“What if she proves to be the daughter of a tradesman?” said Mr. Beaumaris. “I do owe something to my name, you know. It might even be worse, and surely I am too old to be losing my head for a pretty face!”
Since his hand was still, Ulysses nudged him. Mr. Beaumaris resumed his steady pulling of that shameful ear, but said: “You are quite right: it is not her pretty face. Do you believe her to be entirely indifferent to me? Is she really afraid to confess the truth to me? She must not be—no, Ulysses, she must not be! Let us look on the darker side! Is she ambitious to acquire a title? If that is so, why, then, has she sent poor Charles to the rightabout?
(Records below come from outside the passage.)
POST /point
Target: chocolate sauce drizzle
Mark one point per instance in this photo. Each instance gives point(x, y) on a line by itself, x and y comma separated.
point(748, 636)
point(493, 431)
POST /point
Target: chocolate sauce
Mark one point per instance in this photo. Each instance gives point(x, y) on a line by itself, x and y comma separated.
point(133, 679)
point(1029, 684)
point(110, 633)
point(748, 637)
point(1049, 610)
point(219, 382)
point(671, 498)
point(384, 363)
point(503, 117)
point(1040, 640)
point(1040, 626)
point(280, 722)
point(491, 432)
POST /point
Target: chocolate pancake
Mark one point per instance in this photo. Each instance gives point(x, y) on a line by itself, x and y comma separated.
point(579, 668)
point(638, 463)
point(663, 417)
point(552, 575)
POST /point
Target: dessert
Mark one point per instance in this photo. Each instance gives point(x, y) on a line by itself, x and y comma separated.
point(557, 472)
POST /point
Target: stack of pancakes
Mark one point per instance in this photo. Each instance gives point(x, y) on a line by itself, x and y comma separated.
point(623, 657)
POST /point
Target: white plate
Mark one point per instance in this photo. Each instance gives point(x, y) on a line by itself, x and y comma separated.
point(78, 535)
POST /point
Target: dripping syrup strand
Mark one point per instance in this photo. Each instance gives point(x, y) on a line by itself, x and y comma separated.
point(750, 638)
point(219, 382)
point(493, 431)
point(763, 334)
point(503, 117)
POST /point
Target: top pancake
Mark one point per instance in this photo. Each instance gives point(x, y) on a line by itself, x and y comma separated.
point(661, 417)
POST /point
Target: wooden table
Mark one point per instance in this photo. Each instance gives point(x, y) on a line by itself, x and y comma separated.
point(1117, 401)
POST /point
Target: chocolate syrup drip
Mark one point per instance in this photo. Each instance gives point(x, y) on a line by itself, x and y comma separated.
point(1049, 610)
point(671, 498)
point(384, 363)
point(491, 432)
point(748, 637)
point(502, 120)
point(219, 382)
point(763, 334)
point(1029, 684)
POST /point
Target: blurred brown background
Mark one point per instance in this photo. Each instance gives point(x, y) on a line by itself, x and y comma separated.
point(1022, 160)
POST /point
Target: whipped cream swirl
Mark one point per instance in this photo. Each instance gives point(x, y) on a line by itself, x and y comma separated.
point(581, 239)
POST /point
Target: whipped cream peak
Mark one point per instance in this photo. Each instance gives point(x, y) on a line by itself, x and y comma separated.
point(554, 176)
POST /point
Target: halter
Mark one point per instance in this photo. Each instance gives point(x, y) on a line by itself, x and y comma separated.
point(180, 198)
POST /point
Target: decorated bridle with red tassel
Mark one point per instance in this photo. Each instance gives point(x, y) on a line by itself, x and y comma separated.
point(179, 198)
You believe her to be aiming higher? But she cannot suppose that Witney will come up to scratch! Nor do I think that your suspicions are correct, Ulysses.”
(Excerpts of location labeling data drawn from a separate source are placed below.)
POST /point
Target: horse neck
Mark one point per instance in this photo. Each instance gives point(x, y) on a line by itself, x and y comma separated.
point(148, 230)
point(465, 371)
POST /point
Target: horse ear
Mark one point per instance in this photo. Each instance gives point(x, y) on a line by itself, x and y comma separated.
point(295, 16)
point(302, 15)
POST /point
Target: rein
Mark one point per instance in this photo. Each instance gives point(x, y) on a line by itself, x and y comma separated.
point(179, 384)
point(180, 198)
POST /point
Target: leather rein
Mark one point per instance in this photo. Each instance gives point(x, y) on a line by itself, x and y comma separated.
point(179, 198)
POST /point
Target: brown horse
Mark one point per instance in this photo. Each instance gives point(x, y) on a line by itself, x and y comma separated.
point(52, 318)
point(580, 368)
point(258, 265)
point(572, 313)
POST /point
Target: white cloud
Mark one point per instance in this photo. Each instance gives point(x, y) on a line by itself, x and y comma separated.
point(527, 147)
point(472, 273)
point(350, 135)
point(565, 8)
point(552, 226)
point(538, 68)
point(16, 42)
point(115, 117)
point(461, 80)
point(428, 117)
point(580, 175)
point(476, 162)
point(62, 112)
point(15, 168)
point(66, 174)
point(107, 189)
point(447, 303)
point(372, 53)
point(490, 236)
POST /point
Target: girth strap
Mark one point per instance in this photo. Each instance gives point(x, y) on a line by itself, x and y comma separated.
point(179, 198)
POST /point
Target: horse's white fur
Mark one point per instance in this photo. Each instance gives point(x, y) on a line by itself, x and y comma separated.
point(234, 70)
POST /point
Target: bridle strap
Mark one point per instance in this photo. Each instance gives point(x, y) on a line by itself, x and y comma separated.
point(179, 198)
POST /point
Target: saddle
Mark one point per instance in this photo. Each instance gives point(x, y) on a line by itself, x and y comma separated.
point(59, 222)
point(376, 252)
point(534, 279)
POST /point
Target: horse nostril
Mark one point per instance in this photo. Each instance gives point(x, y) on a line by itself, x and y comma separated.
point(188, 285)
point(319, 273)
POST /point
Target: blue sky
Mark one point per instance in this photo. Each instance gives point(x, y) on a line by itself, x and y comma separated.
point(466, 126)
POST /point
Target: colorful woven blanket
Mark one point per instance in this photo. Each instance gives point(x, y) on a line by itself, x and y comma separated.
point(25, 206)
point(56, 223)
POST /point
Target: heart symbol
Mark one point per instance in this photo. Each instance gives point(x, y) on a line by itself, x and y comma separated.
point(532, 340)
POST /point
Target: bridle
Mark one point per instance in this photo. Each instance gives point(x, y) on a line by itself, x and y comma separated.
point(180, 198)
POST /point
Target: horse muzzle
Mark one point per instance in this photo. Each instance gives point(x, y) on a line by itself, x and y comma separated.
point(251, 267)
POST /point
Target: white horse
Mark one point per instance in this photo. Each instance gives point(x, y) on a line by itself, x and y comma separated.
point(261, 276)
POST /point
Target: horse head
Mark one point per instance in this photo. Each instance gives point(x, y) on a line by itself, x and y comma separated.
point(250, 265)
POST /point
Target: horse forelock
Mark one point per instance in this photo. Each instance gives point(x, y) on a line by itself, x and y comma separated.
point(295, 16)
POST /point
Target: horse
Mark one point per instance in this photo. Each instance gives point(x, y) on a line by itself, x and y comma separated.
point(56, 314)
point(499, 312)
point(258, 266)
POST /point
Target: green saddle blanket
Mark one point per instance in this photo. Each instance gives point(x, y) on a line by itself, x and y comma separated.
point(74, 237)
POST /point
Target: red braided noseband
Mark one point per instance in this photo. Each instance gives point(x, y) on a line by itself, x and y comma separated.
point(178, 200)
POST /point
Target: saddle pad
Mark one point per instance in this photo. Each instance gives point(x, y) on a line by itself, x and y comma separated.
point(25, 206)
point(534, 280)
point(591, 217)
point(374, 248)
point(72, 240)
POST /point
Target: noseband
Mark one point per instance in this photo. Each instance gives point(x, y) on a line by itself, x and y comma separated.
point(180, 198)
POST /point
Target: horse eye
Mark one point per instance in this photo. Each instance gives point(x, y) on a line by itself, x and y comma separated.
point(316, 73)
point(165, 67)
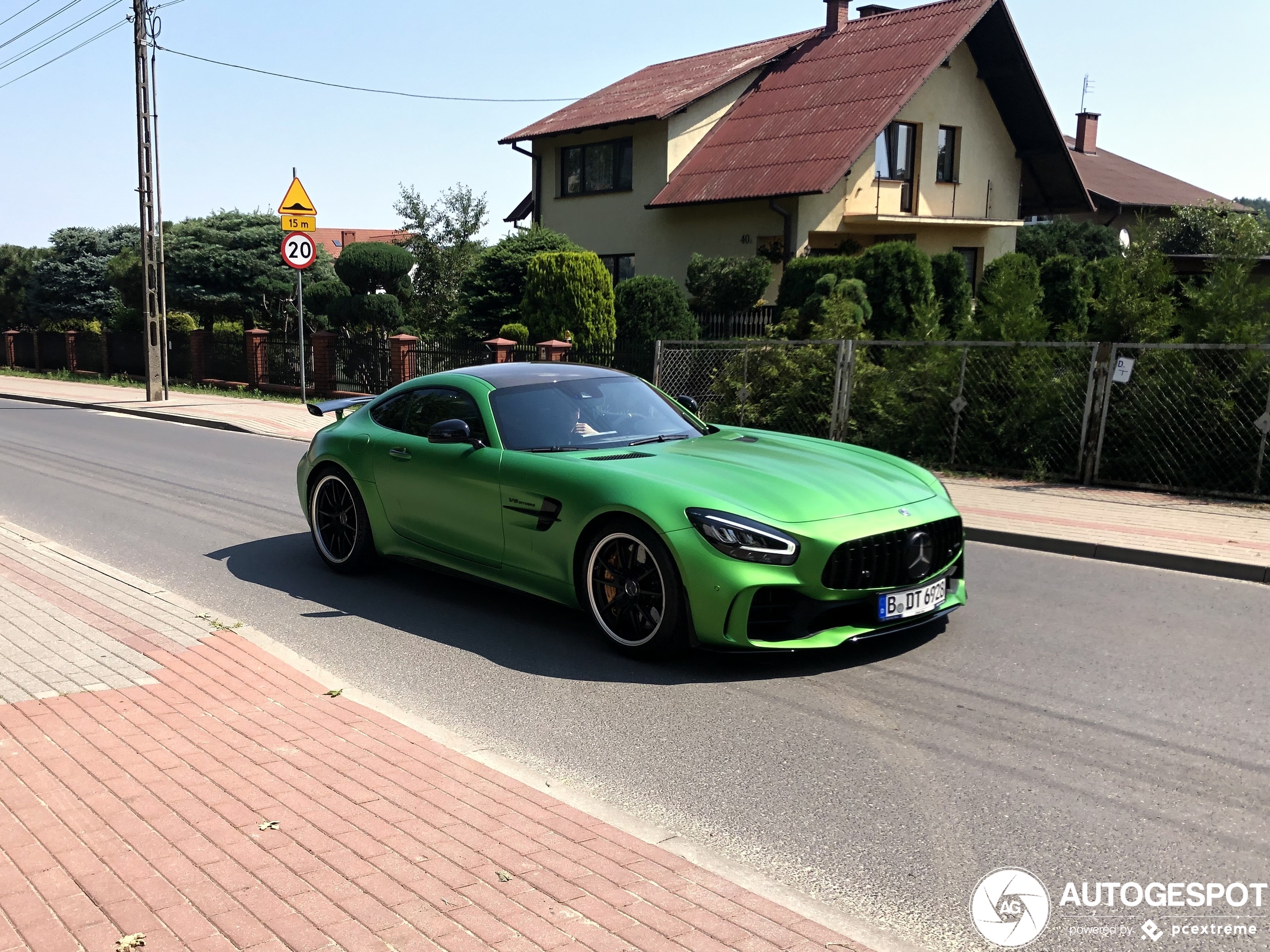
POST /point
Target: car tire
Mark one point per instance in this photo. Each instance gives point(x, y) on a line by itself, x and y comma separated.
point(340, 525)
point(630, 587)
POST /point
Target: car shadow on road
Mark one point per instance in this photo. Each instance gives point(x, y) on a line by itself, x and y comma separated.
point(516, 630)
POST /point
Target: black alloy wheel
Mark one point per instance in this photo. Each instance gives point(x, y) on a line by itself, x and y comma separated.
point(340, 528)
point(633, 591)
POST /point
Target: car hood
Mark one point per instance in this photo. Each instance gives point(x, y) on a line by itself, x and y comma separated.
point(786, 479)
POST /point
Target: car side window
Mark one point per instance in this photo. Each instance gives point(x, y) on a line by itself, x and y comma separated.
point(431, 405)
point(393, 413)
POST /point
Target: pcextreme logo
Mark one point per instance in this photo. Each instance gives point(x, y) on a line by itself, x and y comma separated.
point(1010, 908)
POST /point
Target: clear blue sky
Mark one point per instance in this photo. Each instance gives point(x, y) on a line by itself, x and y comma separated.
point(1182, 85)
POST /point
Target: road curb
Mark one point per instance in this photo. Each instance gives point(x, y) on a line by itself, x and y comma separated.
point(150, 414)
point(873, 939)
point(1102, 551)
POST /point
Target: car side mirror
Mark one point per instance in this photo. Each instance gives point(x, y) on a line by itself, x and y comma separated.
point(452, 432)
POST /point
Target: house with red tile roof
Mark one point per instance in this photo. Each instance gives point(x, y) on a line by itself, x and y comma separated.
point(925, 125)
point(1124, 192)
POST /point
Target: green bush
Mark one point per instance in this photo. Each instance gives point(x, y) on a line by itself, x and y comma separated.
point(1133, 296)
point(320, 296)
point(1085, 240)
point(494, 288)
point(366, 314)
point(727, 285)
point(798, 281)
point(953, 290)
point(570, 291)
point(901, 287)
point(650, 307)
point(368, 267)
point(1068, 288)
point(1010, 300)
point(514, 332)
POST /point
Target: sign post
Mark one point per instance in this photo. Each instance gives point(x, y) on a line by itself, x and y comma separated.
point(299, 250)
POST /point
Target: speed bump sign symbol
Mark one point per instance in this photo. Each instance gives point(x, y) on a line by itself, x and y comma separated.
point(299, 250)
point(1010, 908)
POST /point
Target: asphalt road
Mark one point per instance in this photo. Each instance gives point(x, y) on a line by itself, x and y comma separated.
point(1081, 720)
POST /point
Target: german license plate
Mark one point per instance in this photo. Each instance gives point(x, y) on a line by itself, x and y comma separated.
point(906, 605)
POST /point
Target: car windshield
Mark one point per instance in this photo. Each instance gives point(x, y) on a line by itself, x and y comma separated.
point(582, 414)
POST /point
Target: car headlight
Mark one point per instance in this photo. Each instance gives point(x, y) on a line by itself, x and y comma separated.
point(744, 539)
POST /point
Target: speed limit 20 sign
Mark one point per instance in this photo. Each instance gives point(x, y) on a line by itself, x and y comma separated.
point(299, 250)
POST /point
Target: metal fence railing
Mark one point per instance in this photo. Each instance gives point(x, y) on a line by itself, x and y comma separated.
point(1180, 417)
point(736, 324)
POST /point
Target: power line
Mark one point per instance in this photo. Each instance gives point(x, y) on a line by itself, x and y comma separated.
point(90, 40)
point(360, 89)
point(20, 12)
point(38, 24)
point(56, 36)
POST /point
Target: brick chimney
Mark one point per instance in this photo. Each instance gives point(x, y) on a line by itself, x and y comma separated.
point(838, 14)
point(1088, 132)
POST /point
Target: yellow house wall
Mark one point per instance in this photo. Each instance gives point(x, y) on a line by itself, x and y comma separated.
point(664, 240)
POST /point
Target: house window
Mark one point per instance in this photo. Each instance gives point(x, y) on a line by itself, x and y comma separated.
point(896, 147)
point(620, 267)
point(970, 255)
point(596, 168)
point(946, 167)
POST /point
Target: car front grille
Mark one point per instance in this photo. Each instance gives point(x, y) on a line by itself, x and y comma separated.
point(878, 561)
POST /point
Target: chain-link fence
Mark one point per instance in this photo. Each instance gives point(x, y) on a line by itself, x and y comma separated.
point(1169, 417)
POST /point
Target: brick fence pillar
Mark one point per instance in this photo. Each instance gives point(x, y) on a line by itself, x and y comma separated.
point(402, 358)
point(198, 343)
point(323, 343)
point(257, 356)
point(504, 349)
point(554, 351)
point(72, 356)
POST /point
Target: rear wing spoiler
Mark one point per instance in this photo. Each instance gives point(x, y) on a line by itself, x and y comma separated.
point(338, 407)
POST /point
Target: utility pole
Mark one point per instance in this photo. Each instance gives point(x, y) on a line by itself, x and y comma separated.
point(152, 276)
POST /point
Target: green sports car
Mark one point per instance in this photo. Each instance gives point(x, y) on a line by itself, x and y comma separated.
point(591, 488)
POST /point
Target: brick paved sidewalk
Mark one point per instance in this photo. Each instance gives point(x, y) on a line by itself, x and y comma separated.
point(267, 418)
point(162, 775)
point(1182, 527)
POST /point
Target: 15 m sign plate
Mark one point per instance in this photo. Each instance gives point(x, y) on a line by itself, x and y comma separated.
point(906, 605)
point(299, 250)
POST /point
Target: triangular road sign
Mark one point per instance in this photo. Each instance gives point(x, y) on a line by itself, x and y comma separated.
point(296, 201)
Ulysses, catching the note of severity in his voice, cocked an anxious eye at him. Mr. Beaumaris took his muzzle in his hand, and gently shook it. “What do you advise me to do?” he asked. “It appears to me that I have reached Point Non Plus. Should I—” He broke off, and rose suddenly to his feet, and took a turn about the room. “What a saphead I am!” he said. “Of course! Ulysses, your master is a fool!” Ulysses jumped up to place his forepaws against those elegant pantaloons, and uttered a protesting bark. All this walking about the room, when Mr. Beaumaris might have been better employed, was not at all to his taste. “Down!” commanded Mr. Beaumaris. “How many more times am I to request you not to sully the purity of my garments by scrabbling at them with your ignoble, and probably dirty, paws? Ulysses, I shall be leaving you for a space!”
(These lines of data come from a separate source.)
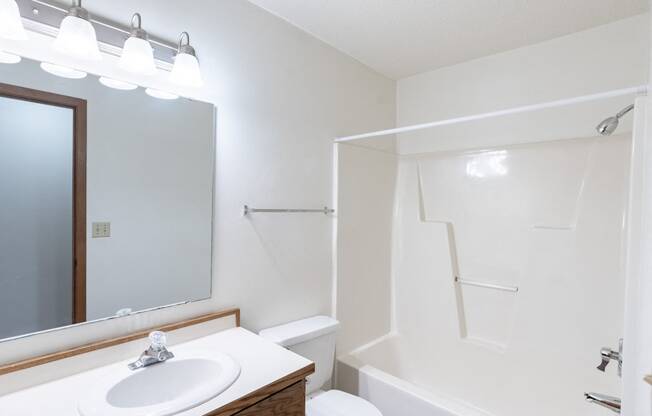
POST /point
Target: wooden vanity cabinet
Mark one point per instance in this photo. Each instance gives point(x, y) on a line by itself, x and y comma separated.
point(285, 397)
point(288, 402)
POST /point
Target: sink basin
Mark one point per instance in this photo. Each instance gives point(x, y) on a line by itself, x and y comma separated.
point(191, 378)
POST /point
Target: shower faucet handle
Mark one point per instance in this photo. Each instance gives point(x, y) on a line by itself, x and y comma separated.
point(607, 354)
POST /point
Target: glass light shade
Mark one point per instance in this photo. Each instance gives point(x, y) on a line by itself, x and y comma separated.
point(8, 58)
point(62, 71)
point(117, 84)
point(138, 57)
point(11, 25)
point(163, 95)
point(186, 71)
point(77, 39)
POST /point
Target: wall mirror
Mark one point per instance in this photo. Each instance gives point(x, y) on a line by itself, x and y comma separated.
point(106, 200)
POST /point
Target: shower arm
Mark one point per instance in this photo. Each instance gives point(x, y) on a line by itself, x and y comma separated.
point(624, 111)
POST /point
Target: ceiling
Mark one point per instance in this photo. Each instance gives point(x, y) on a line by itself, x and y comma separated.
point(400, 38)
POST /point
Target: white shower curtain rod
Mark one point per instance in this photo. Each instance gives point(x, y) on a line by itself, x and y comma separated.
point(640, 90)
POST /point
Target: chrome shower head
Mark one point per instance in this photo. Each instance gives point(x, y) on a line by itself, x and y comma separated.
point(610, 124)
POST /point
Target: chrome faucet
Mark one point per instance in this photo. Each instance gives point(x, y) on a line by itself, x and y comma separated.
point(608, 402)
point(608, 354)
point(156, 353)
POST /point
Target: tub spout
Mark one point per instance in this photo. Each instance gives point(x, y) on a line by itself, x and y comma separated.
point(609, 402)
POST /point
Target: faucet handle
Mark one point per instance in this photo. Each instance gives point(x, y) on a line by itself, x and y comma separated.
point(606, 358)
point(158, 339)
point(607, 354)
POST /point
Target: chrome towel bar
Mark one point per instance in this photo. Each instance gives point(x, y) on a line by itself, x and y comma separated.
point(248, 210)
point(485, 285)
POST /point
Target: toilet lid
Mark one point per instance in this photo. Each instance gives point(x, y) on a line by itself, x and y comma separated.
point(338, 403)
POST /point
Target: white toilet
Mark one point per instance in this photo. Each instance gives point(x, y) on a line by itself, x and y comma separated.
point(314, 338)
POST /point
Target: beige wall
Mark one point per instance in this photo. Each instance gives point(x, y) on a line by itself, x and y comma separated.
point(282, 96)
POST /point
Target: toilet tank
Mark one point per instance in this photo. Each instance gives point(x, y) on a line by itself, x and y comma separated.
point(312, 338)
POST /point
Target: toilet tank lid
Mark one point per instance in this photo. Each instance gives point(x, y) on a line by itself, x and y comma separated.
point(300, 331)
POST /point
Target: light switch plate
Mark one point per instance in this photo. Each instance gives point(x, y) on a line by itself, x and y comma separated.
point(101, 229)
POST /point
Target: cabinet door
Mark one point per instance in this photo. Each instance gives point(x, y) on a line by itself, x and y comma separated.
point(288, 402)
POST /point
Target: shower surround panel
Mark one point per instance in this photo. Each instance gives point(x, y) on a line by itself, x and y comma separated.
point(546, 218)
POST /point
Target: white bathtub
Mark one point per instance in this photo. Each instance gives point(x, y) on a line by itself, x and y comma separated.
point(360, 373)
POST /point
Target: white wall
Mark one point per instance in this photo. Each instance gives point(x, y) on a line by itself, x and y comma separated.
point(36, 217)
point(282, 96)
point(605, 58)
point(638, 347)
point(366, 182)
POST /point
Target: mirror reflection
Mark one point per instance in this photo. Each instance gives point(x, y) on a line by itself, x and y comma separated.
point(107, 200)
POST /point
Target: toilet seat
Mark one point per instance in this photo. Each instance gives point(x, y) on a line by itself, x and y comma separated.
point(339, 403)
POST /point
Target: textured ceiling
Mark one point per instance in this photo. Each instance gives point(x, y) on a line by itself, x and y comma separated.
point(399, 38)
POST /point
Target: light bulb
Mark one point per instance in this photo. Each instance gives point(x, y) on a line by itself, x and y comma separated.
point(62, 71)
point(11, 25)
point(186, 71)
point(138, 57)
point(163, 95)
point(77, 37)
point(9, 58)
point(117, 84)
point(137, 54)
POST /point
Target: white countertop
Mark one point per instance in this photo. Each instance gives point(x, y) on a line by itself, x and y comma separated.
point(262, 363)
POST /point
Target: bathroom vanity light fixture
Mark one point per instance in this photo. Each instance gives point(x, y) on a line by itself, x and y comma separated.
point(137, 54)
point(117, 84)
point(62, 71)
point(186, 70)
point(77, 38)
point(163, 95)
point(11, 25)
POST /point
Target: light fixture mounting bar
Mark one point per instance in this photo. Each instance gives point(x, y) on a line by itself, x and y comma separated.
point(51, 13)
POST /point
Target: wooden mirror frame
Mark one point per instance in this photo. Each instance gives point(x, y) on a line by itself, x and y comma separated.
point(79, 107)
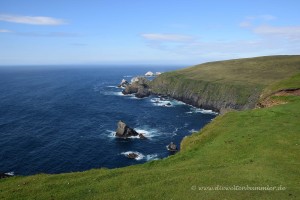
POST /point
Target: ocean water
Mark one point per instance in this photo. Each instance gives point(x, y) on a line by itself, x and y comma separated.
point(63, 120)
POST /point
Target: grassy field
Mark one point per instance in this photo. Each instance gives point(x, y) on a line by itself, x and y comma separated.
point(253, 148)
point(233, 84)
point(259, 70)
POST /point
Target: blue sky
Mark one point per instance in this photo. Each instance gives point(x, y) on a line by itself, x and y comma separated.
point(145, 31)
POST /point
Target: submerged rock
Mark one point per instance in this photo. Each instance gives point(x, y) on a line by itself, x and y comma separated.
point(125, 131)
point(172, 147)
Ulysses might find this a little beyond him, but he fully understood that his hour of bliss was at an end, and so lay down in an attitude of resignation. Mr. Beaumaris’s subsequent actions filled him with vague disquiet, for although he was unacquainted with the significance of portmanteaux, some instinct warned him that they boded no good to little dogs. But these inchoate fears were as nothing when compared to the astonishment, chagrin, and dismay suffered by that peerless gentleman’s gentleman, Mr. Painswick, when he apprehended that his employer proposed to leave town without the support and expert ministration of a valet whom every Tulip of Fashion had at one time or another attempted to suborn from his service. He had accepted with equanimity the information that his master was going out of town for perhaps as much as a week, and was already laying out, in his mind, the raiment suitable for a sojourn at Wigan Park, or Woburn Abbey, or Belvoir, or perhaps Cheveley, when the full horror of the event burst upon him. “Put up enough shirts and neckcloths to last me for seven days,” said Mr. Beaumaris. “I’ll travel in riding-dress, but you may as well pack the clothes I have on, in case I should need them. I shan’t take you with me.”
It took a full minute for the sense of this pronouncement to penetrate to the mind of his valet. He was shocked, and could only gaze at Mr. Beaumaris in stupefaction.
“Tell ’em to have my travelling-chaise, and the bays, at the door by six o’clock,” said Mr. Beaumaris. “Clayton can accompany me for the first couple of stages, and bring the horses home.”
Mr. Painswick found his voice. “Did I understand you to say, sir, that you would not be requiring Me?” he asked.
“You did,” responded Mr. Beaumaris.
“May I enquire, sir, who then is to wait upon you?” demanded Mr. Painswick, in a voice of ominous quiet.
“I am going to wait upon myself,” replied Mr. Beaumaris.